小さな紙片を無数に集めて空間を幻想的に彩る。そんな手法でつくられたディスプレイがある。ショーウインドーはもちろん、風雨にさらされる屋外展示にも対応する、驚きの紙の使い方に迫った。
さまざまな店舗や商業施設から依頼を受け、紙のディスプレイを制作しているのは、ネコネコデザインペーパーアーツ(神奈川県川崎市)の菅野一剛さん。手軽に入手できて加工しやすい「紙」に、素材としての魅力を見出し、初めは趣味として取り組んでいたペーパーアート制作を、2018年から本業にしている。
広い空間を華やかに彩るディスプレイは、間近で見ると、手のひらに収まる小さな紙のモチーフの集合体であることがわかる。単体ではひたすら繊細な印象を与える紙の造形物も、数を増やして立体的に設置することで、異なる表情が備わっていく。
「ディスプレイ全体の完成予想図はあらかじめ頭に入っているのですが、それでも紙のモチーフをたくさん用意して現場で組み合わせていると、自分の想像を超えて作品が勝手に走り始める瞬間があるのです。そこに生まれるダイナミズム、圧倒される感じが心地いい。そこに到達したとき、この仕事は成功だと思えて安心できるんです」と、菅野さん。
「重要なのはディスプレイの全体像」だとしつつも、一つひとつのモチーフの造形には手を掛けている。有機的な表情を生み出すため、形状はあえてフリーハンドで描き起こす。その形状を大判の紙から切り出すのはカッターの付いたプロッターに任せるが、切り出した紙片はそれぞれに、折りや曲げ、貼り合わせなどの加工を手作業で施していく。ダイナミズムと繊細さが共存するディスプレイの魅力は、このようなディテールに及ぶ調整に支えられているのだろう。
「ペーパーアーツ」の屋号の通り、使用する素材は多種多様な紙で、最近気に入っているのはメタリック調のハリのある紙だ。

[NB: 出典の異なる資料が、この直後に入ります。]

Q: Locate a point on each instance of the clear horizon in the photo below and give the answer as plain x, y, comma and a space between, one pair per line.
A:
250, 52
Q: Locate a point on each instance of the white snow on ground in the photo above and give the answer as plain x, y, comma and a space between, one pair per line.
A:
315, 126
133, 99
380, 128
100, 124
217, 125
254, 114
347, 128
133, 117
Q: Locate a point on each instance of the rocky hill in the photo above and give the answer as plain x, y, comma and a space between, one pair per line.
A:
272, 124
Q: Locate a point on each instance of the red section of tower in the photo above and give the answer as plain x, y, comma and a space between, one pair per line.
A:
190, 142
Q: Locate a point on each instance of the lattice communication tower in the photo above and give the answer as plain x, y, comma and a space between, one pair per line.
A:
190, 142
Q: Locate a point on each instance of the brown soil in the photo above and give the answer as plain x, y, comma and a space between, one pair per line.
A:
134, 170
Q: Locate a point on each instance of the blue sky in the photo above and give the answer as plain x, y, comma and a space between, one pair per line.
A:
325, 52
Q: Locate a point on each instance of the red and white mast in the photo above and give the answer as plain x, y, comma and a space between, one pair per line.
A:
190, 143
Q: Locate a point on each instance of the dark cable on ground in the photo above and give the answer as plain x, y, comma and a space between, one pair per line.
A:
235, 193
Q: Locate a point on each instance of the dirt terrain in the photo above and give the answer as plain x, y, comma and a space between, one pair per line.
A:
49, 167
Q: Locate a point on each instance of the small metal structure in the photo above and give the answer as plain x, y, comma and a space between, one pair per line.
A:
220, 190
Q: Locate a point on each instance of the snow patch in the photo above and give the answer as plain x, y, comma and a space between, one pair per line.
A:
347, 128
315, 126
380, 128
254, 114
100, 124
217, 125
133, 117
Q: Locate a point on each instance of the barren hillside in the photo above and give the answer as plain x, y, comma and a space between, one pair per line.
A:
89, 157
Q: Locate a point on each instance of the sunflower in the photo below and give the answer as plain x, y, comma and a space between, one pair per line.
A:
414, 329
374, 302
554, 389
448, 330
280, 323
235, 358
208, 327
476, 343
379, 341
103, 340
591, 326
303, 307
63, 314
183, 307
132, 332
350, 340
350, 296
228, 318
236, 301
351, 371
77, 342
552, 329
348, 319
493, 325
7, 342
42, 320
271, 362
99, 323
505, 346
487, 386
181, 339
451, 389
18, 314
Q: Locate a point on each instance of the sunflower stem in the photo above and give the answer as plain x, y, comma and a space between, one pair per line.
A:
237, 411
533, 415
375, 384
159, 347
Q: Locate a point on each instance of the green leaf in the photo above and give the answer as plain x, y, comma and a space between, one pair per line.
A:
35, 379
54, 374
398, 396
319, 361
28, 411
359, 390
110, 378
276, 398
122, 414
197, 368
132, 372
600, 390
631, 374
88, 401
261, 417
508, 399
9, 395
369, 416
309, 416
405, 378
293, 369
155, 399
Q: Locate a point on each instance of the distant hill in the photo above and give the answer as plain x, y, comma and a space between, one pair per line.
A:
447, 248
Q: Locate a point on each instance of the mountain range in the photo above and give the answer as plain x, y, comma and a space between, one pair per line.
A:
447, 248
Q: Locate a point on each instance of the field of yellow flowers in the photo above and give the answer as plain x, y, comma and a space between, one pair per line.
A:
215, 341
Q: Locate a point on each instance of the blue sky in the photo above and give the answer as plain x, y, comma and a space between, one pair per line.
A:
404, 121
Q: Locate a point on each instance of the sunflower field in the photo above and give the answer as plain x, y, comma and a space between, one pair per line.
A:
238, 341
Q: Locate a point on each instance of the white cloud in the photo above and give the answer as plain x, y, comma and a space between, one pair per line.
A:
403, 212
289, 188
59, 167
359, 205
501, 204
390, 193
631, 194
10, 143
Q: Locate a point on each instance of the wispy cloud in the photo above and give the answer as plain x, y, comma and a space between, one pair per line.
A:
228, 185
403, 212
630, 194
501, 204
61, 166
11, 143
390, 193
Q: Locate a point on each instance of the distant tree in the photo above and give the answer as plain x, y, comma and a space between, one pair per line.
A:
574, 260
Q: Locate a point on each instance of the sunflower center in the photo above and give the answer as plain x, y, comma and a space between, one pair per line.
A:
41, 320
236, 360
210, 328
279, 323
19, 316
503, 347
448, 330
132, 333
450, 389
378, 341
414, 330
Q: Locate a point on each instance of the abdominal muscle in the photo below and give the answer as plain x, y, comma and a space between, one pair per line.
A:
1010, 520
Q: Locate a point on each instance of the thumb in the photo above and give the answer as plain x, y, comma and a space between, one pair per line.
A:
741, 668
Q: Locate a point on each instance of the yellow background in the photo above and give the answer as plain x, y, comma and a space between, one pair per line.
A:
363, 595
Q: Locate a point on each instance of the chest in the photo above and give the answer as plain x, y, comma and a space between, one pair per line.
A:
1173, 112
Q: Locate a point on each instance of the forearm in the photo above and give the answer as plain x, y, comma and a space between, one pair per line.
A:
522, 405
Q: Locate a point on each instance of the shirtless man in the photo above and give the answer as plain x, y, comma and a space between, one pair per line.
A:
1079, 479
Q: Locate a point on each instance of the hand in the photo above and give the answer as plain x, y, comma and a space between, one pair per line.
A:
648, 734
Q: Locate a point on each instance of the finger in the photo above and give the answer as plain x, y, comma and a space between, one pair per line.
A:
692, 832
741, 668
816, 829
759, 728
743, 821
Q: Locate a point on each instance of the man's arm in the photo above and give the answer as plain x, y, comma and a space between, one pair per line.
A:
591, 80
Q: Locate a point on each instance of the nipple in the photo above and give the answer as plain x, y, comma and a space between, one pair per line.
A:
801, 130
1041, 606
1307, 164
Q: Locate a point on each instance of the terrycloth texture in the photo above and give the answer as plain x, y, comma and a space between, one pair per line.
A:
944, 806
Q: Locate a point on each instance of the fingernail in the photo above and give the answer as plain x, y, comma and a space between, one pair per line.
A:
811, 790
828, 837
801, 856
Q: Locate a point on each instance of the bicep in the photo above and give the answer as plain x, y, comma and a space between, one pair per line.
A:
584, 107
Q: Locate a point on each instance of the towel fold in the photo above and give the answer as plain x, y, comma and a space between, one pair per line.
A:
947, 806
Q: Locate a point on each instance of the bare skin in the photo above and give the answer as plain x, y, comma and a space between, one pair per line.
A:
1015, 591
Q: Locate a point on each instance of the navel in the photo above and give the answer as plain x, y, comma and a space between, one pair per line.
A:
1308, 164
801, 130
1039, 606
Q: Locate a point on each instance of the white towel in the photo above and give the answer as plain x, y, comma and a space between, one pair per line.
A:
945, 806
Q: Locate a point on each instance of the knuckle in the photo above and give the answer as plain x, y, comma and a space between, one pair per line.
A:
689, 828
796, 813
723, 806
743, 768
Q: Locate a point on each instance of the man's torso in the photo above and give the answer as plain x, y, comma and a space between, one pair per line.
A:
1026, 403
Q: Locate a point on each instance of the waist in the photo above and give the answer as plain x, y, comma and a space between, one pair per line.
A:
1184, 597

「金・銀はもちろん、色のバリエーションやホログラム調などのバリエーションを揃えたメタリック紙のシリーズは、見栄えがいいだけでなく強度も申し分ない。天吊りのディスプレイなどは吊ったときにちぎれないよう、とくに強度が気になるものですが、その点も心配なく使えています」と、菅野さん。

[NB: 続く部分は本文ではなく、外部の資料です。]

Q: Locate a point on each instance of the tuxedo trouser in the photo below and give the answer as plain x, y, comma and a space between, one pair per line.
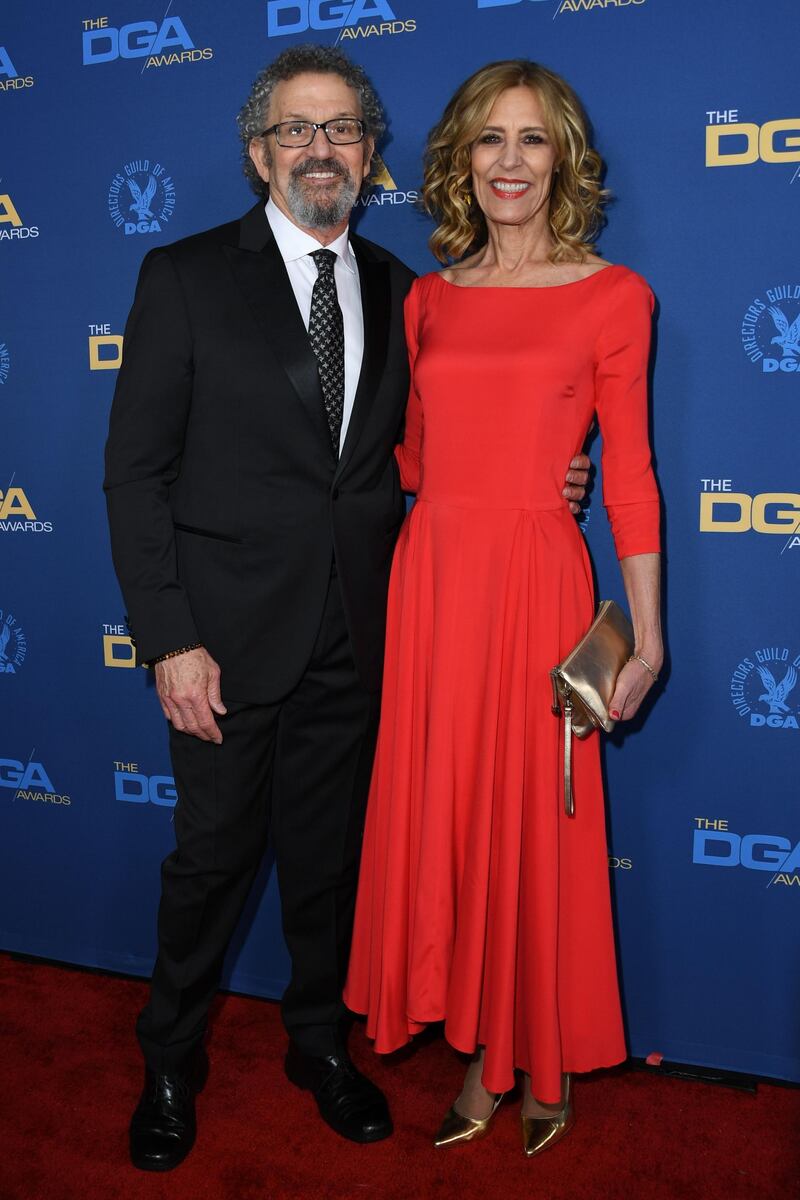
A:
295, 775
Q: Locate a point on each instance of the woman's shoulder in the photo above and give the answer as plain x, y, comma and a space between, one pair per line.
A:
420, 288
626, 279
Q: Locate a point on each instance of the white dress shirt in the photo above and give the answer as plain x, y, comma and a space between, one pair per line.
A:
295, 246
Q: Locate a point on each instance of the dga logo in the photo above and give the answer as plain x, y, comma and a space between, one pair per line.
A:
734, 143
770, 330
30, 781
17, 515
104, 348
134, 787
142, 197
565, 5
13, 643
722, 510
11, 223
385, 191
764, 689
353, 19
162, 43
10, 78
118, 647
715, 845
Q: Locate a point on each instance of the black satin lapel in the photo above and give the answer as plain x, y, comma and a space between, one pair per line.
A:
265, 285
376, 305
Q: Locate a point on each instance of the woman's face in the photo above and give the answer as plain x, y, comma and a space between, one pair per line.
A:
513, 160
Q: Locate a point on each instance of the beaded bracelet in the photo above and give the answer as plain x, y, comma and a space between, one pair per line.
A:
637, 658
173, 654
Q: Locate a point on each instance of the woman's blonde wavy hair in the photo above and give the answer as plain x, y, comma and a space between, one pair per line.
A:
577, 196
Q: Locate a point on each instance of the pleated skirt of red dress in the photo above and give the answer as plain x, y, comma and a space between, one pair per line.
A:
480, 901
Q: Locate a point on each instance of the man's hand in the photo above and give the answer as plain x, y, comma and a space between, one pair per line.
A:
577, 478
188, 691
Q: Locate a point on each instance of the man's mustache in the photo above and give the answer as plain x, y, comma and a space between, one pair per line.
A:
312, 165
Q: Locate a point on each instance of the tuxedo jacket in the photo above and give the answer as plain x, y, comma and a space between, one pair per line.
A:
227, 504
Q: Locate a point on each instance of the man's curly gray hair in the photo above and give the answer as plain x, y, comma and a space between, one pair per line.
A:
294, 61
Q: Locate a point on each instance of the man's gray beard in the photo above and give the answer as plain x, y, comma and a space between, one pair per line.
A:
318, 213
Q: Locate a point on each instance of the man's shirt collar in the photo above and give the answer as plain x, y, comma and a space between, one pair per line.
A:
294, 243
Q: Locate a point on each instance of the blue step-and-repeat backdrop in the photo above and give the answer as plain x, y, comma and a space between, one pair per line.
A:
697, 113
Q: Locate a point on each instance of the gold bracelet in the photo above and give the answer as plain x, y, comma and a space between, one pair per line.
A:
637, 658
173, 654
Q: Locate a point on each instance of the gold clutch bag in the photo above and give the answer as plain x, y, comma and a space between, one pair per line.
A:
584, 682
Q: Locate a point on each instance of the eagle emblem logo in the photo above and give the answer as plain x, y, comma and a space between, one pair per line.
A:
787, 334
775, 693
142, 198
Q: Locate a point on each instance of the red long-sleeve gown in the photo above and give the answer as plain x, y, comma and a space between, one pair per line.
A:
480, 901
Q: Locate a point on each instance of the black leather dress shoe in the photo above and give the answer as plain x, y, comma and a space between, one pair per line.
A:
163, 1126
347, 1101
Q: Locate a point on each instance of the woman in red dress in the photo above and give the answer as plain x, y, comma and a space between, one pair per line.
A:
480, 901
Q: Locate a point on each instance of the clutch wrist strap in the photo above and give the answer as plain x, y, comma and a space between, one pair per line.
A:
637, 658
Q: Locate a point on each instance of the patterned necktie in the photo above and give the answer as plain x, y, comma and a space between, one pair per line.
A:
326, 336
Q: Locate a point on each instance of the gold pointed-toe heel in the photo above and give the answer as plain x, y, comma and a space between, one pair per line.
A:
457, 1128
541, 1133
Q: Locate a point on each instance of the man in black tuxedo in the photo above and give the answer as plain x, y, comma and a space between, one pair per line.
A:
253, 504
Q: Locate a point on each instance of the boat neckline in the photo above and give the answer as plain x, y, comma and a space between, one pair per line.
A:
528, 287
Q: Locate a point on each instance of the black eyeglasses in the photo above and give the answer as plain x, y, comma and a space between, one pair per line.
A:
342, 131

状況に合わせて紙を選ぶノウハウも豊富で、屋外のディスプレイには合成紙の「ユポ」をもっぱら使用している。耐水性があり風雨に耐えるのはもちろん、丈夫でヨレたりすることもなく、2カ月程度なら充分美観を保つことができるという。
美しさと耐久性を兼ね備えたディスプレイは依頼主からの評価も高く、ジュエリーや高級品を扱うハイブランドからの引き合いも多い。

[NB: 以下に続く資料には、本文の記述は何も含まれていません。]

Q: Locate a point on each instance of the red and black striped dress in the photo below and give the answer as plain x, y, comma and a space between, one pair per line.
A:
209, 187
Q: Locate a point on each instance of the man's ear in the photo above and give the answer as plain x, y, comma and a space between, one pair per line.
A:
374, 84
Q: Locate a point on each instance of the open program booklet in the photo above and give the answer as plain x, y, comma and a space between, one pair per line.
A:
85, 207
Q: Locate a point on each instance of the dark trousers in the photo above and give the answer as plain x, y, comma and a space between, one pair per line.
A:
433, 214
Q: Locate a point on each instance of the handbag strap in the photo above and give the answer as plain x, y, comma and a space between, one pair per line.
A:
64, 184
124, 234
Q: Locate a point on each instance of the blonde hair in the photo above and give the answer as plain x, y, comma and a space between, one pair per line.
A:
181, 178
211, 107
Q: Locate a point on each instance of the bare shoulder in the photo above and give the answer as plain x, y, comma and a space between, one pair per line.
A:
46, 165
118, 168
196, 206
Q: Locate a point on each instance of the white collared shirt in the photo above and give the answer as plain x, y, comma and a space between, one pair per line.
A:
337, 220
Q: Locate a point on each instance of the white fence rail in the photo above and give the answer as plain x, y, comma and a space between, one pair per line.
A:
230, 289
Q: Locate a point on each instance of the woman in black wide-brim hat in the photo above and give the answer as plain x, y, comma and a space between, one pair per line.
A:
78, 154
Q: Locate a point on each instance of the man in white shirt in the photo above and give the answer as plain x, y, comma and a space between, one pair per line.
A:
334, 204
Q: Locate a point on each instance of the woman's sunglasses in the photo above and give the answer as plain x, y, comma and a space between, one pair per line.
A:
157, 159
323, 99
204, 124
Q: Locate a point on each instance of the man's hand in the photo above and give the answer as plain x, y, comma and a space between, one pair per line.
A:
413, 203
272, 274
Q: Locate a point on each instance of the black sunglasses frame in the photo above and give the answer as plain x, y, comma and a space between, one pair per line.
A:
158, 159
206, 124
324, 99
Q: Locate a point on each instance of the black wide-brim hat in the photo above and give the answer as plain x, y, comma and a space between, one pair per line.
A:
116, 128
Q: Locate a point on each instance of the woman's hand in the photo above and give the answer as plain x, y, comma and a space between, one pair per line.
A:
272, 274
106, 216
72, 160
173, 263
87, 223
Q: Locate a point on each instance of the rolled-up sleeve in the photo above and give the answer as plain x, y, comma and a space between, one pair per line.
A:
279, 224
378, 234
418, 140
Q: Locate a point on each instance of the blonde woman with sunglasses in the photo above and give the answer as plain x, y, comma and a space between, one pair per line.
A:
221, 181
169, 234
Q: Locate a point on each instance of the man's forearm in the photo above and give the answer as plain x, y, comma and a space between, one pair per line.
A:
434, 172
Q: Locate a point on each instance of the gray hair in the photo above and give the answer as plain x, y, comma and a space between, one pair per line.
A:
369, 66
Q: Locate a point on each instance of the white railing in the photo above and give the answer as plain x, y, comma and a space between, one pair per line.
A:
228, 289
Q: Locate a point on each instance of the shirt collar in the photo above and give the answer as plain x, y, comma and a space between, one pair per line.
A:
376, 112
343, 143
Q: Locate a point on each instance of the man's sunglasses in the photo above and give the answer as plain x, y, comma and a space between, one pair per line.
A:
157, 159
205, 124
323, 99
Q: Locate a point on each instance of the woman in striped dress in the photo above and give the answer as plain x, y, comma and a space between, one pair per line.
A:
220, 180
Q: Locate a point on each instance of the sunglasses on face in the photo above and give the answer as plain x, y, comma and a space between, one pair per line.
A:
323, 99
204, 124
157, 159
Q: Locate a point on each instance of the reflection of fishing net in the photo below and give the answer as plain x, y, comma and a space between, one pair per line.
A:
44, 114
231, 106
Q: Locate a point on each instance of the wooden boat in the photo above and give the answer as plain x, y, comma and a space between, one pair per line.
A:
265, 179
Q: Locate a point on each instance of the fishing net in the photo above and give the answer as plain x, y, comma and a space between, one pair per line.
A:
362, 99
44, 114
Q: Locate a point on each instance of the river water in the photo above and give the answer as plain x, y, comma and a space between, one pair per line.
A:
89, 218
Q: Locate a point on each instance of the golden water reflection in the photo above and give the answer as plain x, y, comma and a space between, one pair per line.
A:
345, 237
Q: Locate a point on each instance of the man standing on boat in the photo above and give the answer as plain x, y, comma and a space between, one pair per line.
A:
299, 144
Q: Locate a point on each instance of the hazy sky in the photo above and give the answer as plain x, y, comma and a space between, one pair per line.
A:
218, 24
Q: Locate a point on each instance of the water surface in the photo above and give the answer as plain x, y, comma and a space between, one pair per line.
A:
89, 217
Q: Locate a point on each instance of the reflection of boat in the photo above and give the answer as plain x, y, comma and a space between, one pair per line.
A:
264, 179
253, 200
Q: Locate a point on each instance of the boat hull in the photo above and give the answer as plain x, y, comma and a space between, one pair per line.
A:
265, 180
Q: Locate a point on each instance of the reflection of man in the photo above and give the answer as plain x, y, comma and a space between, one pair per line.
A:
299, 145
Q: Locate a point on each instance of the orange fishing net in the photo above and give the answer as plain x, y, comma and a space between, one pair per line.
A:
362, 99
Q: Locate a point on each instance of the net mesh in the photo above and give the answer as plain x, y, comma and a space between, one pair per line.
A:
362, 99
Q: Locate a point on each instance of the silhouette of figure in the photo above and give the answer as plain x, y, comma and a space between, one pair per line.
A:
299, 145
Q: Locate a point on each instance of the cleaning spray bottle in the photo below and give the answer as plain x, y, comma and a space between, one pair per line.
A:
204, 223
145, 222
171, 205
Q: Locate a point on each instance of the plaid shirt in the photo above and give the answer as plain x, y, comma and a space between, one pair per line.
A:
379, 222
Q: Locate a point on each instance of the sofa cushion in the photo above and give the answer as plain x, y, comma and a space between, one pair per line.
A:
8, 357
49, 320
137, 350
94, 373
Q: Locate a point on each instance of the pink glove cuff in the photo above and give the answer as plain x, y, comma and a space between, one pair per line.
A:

「ハイブランドの依頼で多いのは『新鮮みのあるディスプレイにしてほしい』というもの。さまざまな形式や素材がある中で、慣れ親しんだ素材である紙を『新しいもの』として見せることが期待されているのです。それに応えて、出来上がりを見た依頼主の『おおーっ!』という歓声を聞くことができたときは、自分としても嬉しいですね」(菅野さん)
子供の頃から「他人と同じことはしたくない」という思いが強かったといい、それを体現するように、ペーパーアートによる商業空間のディスプレイを請け負う事業者としては稀有な存在となった。ディスプレイ制作のかたわら製造販売しているカード類が、海外訪日客に好評であることから、今後はディスプレイ制作で海外進出することも視野に入れている。
将来、異国の地で菅野さんのディスプレイを目にした人が、はじめは壮観な全体像に、次はディテールの繊細さに、さらにはそれが紙でできていると知って、「OH!」と感嘆の声を上げることを、ぜひ期待したい。
※「ユポ」 は、(株)ユポ・コーポレーションの登録商標です。